The creature seemed to be wrapping itself around the boat, which rocked violently. The floorboards creaked, and the rudder started to bend. Then, just as the stern seemed ready to snap, everything went still. “As it unhooked itself from the boat, I could see its tentacles,” Ragot recalled. “The whole animal must have been nearly thirty feet long.”
The creature had glistening skin and long arms with suckers, which left impressions on the hull. “It was enormous,” Kersauson recalled. “I’ve been sailing for forty years and I’ve always had an answer for everything—for hurricanes and icebergs. But I didn’t have an answer for this. It was terrifying.”
What they claimed they saw—a claim that many regarded as a tall tale—was a giant squid, an animal that has long occupied a central place in sea lore; it has been said to be larger than a whale and stronger than an elephant, with a beak that can sever steel cables.
.....Steve O’Shea, a marine biologist from New Zealand, is one of the hunters—but his approach is radically different. He is not trying to find a mature giant squid; rather, he is scouring the ocean for a baby, called a paralarva, which he can grow in captivity. A paralarva is often the size of a cricket.
....Rival hunters once viewed his plan skeptically: if no one could find the animal when it was sixty feet long, how could anyone discover it when it was barely an eighth of an inch? Lately, though, many have come to see O’Shea’s strategy as a potential breakthrough. “It offers several advantages,” Clyde Roper, an American who is perhaps the world’s foremost expert on squid, told me. Roper is a giant-squid hunter himself, who once descended underwater in a steel cage, in search of his quarry. “First, you could find the juvenile at shallower depths. That makes it a lot easier to catch. Furthermore, there are more of them around, because at that stage, even though mortality is high, the adult female will release up to four million eggs.
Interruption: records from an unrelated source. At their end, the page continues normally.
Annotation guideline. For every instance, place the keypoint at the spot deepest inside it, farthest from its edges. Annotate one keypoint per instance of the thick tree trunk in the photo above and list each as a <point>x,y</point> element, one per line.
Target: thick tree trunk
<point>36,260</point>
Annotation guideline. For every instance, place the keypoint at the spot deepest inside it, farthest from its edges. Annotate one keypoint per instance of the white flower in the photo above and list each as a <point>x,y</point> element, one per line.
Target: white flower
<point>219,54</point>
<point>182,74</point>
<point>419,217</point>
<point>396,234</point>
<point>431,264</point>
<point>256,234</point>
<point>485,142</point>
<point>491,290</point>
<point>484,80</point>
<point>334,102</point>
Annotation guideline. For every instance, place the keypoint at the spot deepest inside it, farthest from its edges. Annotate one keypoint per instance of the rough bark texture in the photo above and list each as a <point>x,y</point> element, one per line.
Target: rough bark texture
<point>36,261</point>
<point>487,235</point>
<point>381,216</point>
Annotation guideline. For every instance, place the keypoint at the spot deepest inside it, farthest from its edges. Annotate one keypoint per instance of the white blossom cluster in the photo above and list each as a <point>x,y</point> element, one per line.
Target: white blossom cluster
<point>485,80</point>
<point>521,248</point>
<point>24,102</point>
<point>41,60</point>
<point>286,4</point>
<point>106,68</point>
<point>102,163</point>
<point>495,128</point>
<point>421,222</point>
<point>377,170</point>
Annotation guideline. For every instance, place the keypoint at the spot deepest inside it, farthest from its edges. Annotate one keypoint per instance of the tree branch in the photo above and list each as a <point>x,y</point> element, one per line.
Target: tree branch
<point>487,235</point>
That’s a hell of a lot of baby giant squid running around.” He added, “It’s a matter of a numbers game, pure and simple.”
In 1999, O’Shea studied what few had ever seen—the corpse of a baby Architeuthis, which was discovered off New Zealand. He described its curious morphology: two eyes spread disconcertingly far apart; a parrot-like mouth concealing a raspy, serrated tongue; eight arms extending outward from a torpedo-shaped head. Each elastic limb was lined with hundreds of suckers, ringed with sharp teeth. The skin was iridescent, and filled with chromatophores—groups of pigment cells—that allowed it to change colors. A funnel near its head could shoot out clouds of black ink. The specimen also had two extraordinary-looking clubbed tentacles. (When a giant squid is mature, they can stretch up to thirty feet.)